Deutz avait tressailli jusqu’au fond de son lâche cœur. Il balbutia quelques paroles, abrégea la conférence, se précipita dans la rue, dit à l’agent de police : « Je la quitte ; elle est dans la maison ; vous la trouverez à table », raconta brièvement au préfet la conférence dont il sortait, désigna le lieu où l’on trouverait les papiers, courut à son auberge, se jeta dans une voiture toute attelée et revint à Paris, sans attendre pour savoir le résultat de sa trahison.

Il fallut se mettre à sa recherche pour lui en donner le salaire pécuniaire. Il ne l’avait ni stipulé ni réclamé, mais il l’accepta. Tout cela paraît étrange et n’en est pas moins exact.

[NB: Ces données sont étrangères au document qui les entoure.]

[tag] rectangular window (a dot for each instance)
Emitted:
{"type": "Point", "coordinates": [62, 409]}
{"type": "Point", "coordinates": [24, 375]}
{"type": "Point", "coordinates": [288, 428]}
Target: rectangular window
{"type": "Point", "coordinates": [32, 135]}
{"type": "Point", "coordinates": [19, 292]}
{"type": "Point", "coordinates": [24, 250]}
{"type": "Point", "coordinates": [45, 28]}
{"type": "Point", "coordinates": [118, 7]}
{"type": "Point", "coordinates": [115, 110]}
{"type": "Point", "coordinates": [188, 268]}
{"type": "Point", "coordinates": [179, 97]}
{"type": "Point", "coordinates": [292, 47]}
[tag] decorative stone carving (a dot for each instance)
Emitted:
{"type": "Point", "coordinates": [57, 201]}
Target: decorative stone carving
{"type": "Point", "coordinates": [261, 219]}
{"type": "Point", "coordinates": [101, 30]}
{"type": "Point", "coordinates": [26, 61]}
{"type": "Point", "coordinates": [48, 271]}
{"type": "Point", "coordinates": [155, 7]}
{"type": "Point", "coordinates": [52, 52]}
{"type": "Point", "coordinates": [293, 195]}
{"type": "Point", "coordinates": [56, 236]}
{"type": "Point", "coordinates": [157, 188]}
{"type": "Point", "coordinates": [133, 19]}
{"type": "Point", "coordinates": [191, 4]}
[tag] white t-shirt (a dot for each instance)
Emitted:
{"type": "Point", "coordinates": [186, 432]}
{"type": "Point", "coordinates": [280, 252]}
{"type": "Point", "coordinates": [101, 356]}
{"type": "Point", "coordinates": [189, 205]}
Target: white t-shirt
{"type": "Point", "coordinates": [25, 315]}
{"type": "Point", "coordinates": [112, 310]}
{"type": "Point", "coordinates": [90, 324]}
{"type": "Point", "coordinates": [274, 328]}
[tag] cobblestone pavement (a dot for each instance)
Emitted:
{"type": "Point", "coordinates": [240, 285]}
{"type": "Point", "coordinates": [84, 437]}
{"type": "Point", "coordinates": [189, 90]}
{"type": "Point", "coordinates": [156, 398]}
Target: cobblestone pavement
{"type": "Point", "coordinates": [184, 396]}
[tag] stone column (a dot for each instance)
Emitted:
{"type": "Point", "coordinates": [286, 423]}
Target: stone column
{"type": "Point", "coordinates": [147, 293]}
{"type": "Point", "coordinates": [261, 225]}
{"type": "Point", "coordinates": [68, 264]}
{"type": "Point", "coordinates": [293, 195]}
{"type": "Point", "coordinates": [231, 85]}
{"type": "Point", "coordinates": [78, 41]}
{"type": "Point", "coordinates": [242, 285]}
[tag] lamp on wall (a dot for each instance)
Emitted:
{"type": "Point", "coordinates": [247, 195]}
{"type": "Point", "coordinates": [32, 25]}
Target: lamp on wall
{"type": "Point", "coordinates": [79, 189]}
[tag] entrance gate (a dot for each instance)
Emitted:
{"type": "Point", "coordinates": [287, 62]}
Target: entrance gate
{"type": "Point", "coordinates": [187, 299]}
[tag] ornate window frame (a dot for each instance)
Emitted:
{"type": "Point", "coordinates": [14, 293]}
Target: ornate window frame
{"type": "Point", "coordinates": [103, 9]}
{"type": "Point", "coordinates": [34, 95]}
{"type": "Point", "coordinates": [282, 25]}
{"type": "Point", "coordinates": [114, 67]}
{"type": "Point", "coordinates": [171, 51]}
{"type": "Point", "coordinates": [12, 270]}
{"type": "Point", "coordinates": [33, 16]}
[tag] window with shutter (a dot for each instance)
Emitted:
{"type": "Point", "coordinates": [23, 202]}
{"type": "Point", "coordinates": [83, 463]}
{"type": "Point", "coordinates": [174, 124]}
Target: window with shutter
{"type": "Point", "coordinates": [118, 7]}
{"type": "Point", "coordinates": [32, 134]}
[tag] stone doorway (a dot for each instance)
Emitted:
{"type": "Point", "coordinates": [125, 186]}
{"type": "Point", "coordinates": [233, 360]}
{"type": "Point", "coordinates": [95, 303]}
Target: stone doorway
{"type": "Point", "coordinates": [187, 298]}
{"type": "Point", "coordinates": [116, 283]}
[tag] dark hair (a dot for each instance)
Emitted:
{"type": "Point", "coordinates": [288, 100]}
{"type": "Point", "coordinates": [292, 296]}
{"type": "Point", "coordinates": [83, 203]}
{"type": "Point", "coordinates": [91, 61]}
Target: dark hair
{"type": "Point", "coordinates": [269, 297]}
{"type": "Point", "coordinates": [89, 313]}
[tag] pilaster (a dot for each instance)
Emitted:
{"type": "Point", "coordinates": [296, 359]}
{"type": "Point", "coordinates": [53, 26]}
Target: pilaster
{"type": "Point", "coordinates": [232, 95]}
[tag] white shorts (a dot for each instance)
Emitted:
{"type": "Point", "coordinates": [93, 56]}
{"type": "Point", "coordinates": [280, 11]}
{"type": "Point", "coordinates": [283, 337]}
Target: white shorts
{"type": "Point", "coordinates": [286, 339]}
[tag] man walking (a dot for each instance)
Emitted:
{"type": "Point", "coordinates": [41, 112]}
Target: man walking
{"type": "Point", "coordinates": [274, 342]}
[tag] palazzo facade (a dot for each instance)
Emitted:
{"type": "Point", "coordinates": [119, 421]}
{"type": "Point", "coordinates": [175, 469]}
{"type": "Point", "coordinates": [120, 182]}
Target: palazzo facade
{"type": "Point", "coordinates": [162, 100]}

« Le vrai peut quelquefois n’être pas vraisemblable. »

La confiance en Deutz, n’était pas assez bien établie pour que le préfet eût négligé les précautions. L’ordre avait été donné de le suivre et de cerner d’un peu loin la maison où il entrerait, de façon à ce que nul ne s’en pût évader. Tout était donc prêt. À peine trois minutes s’écoulèrent entre sa sortie et l’entrée de la force armée.

L’aspect de l’appartement, lorsqu’on y pénétra, confirma la véracité du rapport de Deutz ; on y trouva les traces du séjour actuel de madame la duchesse de Berry.